“The story of God” con Morgan Freeman è un modesto intrattenimento, che non contempla la teologia

Morgan Freeman in un momento di preparazione della serie

(Tiziano Rapanà) Su Netflix e TimVision è presente da qualche giorno la serie tv documentaristica The story of God, condotta dall’icona del cinema statunitense Morgan Freeman. È una serie in sei puntate che racconta il mistero di Dio e della morte e dell’esistenza del male et cetera. È un prodotto realizzato da National Geographic Channel, rete specializzata nella realizzazione di prodotti di divulgazione storica e scientifica. Sostanzialmente non mi è dispiaciuto, ma come posso prendere totalmente sul serio un prodotto che vede come preminente lo spettacolo anziché la teologia? Le puntate son carine, dopotutto si guardicchiano grazie all’impareggiabile carisma del grande vecchio di Hollywood. Ma, in tutto questo seducente ambaradan d’inquadrature, Dio dov’è? Non c’è. E non c’è nemmeno il senso interreligioso del sacro. C’è solo della storia, un po’ di scienza e tanto tantissimo spettacolo che porta all’intrattenimento, ma non all’essenza di Dio.

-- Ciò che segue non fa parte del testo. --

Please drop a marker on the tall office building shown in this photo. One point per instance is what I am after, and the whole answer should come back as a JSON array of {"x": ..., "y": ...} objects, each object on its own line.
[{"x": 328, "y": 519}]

Alla fine è un prodotto perfetto per gli amanti di trasmissioni come Mistero, ma non è certo consigliabile ai lettori di Adriano Fabris (è un saggista, autore dell’importante libro Filosofia delle religioni edito da Carocci), il quale a mio avviso sarebbe stato molto più adatto a concepire e presentare la storia di Dio in tv. Comunque, per adesso, bisogna accontentarsi di Freeman, anche se non è mai troppo tardi per sperare di vedere in futuro in tv un programma su Dio di Fabris, magari su Rai5, permeato di ospiti autorevoli (suggerisco la presenza del filosofo Giovanni Scarafile) e di tematiche importanti, (suggerisco anche uno dei possibili temi su cui dibattere. Rendiconto il primo che mi viene in mente, ossia le trasgressioni filosofiche su Dio di Socrate, di Merleau-Ponty, di Lévinas e più in generale dei grandi pensatori del passato).